Tang Dynasty, 7th – Early 8th Century
shown standing in tribhanga pose with one hip slightly cocked, wearing a thin dhoti loosely tied with a sash at the waist and a pendant on a simple necklace on the chest, holding a chauri (fly whisk) in the raised right hand and an amrita bottle with a lotus bloom rising from a tall stalk in the left hand, the principal head of the bodhisattva well cast with delicate features set in a compassionate gaze and crowned by a pyramidal arrangement of ten small heads, with long scarves draped over the shoulders and trailing down on either side of the bare feet on an hourglass-form pedestal decorated with radiating lotus petals and raised on a five-tier stepped base resting on a separate hexagonal table-shaped platform with high open sides, the figure backed by a separate openwork petal-shaped mandorla bordered by pointed flames rising from the ankles to a curved and pointed tip above the head, and with an inner framework of scrolling lotus centered by a circular halo, the gilding well preserved throughout, with scattered areas of bright green malachite encrustation.
Height 11 3⁄4 inches (30 cm)
A similar Tang dynasty gilt bronze figure of Eleven-Headed Guanyin (Ekadasamukha Avalokitesvara) on hourglass-form pedestal raised on a table-shaped platform and backed by a petal-shaped mandorla in the Shanghai Museum is illustrated in Zhongguo wenwu jinghua daquan: qingtong juan (The Compendium of Chinese Art: Bronzes), Hong Kong, 1994, p. 356, no. 1274.

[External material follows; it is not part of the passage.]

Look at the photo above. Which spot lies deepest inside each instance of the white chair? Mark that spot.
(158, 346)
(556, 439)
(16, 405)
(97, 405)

Another similar Tang dynasty gilt bronze figure of Eleven-Headed Guanyin is illustrated by Gabbert in Bestandskatalog des Museums Für Ostasiatische Kunst der Stadt Köln, Buddhistische Plastik Aus China und Japan, Wiesbaden, 1972, pp. 304-305, no. 93.
Compare also the gilt-bronze figure of Eleven-Headed Guanyin without mandorla, illustrated in Homage to Heaven, Homage to Earth: Chinese Treasures of the Royal Ontario Museum, Toronto, 1992, p. 169, no. 97.